EUROPA/ITALIA - “Come potremo comunicare la nostra fede a uomini di altre nazioni o culture, se non la condividiamo fin da ora con chi ci è vicino?” Una riflessione sui “passi della missione cristiana” nell’ultimo libro di Mons. Massimo Camisasca

mercoledì, 27 luglio 2005

Roma (Agenzia Fides) - Gli Apostoli ebbero il coraggio di andare in India, in Africa e in altri luoghi lontanissimi, affrontando un'infinità di pericoli e difficoltà. La stessa esperienza rivive in modo commovente, a distanza di secoli, nelle vicende missionarie di molti cristiani. Ma come potremo comunicare la nostra fede a uomini di altra nazione o cultura, se non la condividiamo fin da ora con chi ci è vicino? Come potremo riconoscere il bisogno della gente che incontreremo in altri luoghi, se non impariamo a cogliere quello di chi ci vive accanto? Sono le domande provocatorie lanciate da Mons. Massimo Camisasca, Fondatore e Superiore generale della Fraternità Sacerdotale dei Missionari di S.Carlo Borromeo, nel suo ultimo libro “Passione per l’uomo - I passi della missione cristiana”.
In queste pagine, che raccolgono una serie di conversazioni tenute nell’arco di due anni, Mons. Camisasca riflette sulla dimensione missionaria come costitutiva della fede di ogni cristiano, che chiama quindi ogni credente a dare senso all’incontro e al confronto con le persone e con le situazioni in cui si trova. Pubblichiamo di seguito due brevi stralci del libro.

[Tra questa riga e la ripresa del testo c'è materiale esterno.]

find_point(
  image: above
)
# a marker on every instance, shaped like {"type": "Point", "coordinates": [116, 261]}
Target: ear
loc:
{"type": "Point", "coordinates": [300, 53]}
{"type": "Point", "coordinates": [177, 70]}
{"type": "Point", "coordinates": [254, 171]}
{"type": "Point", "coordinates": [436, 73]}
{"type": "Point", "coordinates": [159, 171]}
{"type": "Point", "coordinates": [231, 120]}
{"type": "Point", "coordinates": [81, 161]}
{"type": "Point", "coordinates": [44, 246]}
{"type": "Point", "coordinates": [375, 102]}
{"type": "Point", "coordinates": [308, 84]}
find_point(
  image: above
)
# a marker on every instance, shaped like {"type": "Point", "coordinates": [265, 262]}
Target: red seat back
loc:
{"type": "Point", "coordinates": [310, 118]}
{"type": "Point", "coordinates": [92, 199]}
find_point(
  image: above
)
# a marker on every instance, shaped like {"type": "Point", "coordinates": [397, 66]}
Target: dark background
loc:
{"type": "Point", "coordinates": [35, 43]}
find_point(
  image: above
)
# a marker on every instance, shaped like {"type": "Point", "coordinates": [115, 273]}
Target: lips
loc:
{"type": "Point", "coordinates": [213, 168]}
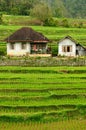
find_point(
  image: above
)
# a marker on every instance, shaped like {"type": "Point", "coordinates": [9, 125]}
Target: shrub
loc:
{"type": "Point", "coordinates": [65, 23]}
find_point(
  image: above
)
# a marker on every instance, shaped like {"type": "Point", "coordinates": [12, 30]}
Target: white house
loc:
{"type": "Point", "coordinates": [69, 47]}
{"type": "Point", "coordinates": [26, 41]}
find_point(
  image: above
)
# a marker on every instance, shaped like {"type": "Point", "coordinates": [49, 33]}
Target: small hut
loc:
{"type": "Point", "coordinates": [69, 47]}
{"type": "Point", "coordinates": [26, 41]}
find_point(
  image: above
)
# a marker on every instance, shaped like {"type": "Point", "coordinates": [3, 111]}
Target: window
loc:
{"type": "Point", "coordinates": [67, 48]}
{"type": "Point", "coordinates": [12, 46]}
{"type": "Point", "coordinates": [23, 46]}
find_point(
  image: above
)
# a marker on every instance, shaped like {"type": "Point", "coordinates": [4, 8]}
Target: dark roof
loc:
{"type": "Point", "coordinates": [26, 34]}
{"type": "Point", "coordinates": [81, 46]}
{"type": "Point", "coordinates": [69, 37]}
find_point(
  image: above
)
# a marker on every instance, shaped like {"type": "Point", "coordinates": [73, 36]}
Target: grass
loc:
{"type": "Point", "coordinates": [62, 125]}
{"type": "Point", "coordinates": [41, 94]}
{"type": "Point", "coordinates": [53, 33]}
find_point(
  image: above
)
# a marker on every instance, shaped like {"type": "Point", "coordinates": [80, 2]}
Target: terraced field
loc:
{"type": "Point", "coordinates": [42, 94]}
{"type": "Point", "coordinates": [53, 33]}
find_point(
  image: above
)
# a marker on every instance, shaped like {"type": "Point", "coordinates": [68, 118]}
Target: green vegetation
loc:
{"type": "Point", "coordinates": [42, 94]}
{"type": "Point", "coordinates": [53, 33]}
{"type": "Point", "coordinates": [62, 125]}
{"type": "Point", "coordinates": [59, 8]}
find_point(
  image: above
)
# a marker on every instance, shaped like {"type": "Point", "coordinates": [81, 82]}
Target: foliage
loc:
{"type": "Point", "coordinates": [41, 11]}
{"type": "Point", "coordinates": [59, 8]}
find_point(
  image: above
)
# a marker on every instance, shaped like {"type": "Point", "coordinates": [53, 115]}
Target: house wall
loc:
{"type": "Point", "coordinates": [18, 51]}
{"type": "Point", "coordinates": [81, 51]}
{"type": "Point", "coordinates": [67, 42]}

Il principio sintetico dell’educazione. “Le considerazioni svolte fin qui ci permettono di intravedere la consistenza ultima dell’educazione alla cultura, alla carità e alla missione. Queste tre dimensioni maturano in noi e nelle persone che stanno con noi quanto più si realizza “l’uomo nuovo” di cui parla san Paolo (cfr. Ef 2,15; 4,20-24). Una personalità capace di esprimersi negli ambienti secondo le tre dimensioni, cresce attraverso un continuo richiamo all’origine dell’umanità nuova che le dimensioni stesse descrivono. Educare, perciò, è far prendere e riprendere coscienza dell’ontologia nuova che è già entrata nel mondo.”

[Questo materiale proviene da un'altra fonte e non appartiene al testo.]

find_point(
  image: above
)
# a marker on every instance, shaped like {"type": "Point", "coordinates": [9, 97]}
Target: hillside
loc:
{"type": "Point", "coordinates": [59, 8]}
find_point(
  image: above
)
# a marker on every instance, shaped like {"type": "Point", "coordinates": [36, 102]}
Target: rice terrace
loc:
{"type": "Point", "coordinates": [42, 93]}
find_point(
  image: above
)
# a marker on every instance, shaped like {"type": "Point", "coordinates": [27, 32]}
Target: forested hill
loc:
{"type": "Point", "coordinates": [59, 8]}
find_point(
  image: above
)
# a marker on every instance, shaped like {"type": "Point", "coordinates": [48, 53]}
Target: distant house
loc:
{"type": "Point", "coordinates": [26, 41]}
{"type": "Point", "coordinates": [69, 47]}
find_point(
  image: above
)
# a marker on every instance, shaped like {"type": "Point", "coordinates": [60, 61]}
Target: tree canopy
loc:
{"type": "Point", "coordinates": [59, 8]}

La radice di un popolo. “L’annuncio cristiano è una proposta che si rivolge all’attesa originale dell’uomo. Ogni cristiano, e in modo particolare chi è responsabile di una comunità, è chiamato a riprendere consapevolezza: siamo mandati ad ogni uomo per qualcosa che interessa il cuore della sua esistenza. Tale proposta non consiste in una semplice comunicazione verbale, ma in una condivisione di vita. Anche quando dovesse ridursi a parola, la passione che la muove, lo sguardo che la accompagna, il tono e l’accento dovrebbero rilevare il desiderio di condividere l’esistenza dell’altro. Così l’annuncio cristiano coincide sempre con la nascita di un popolo. Può essere un inizio quasi invisibile, irrilevante dal punto di vista numerico. Ma è una radice solida, destinata a svilupparsi, perché veicola una presenza più grande. Ho già citato la frase con cui Gesù lo afferma senza alcuna ambiguità: “Dove due o tre sono riuniti nel mio nome, io sono in mezzo a loro” (Mt 18,20).” (S.L.) (Agenzia Fides 27/7/2005 - Righe 31; Parole 440).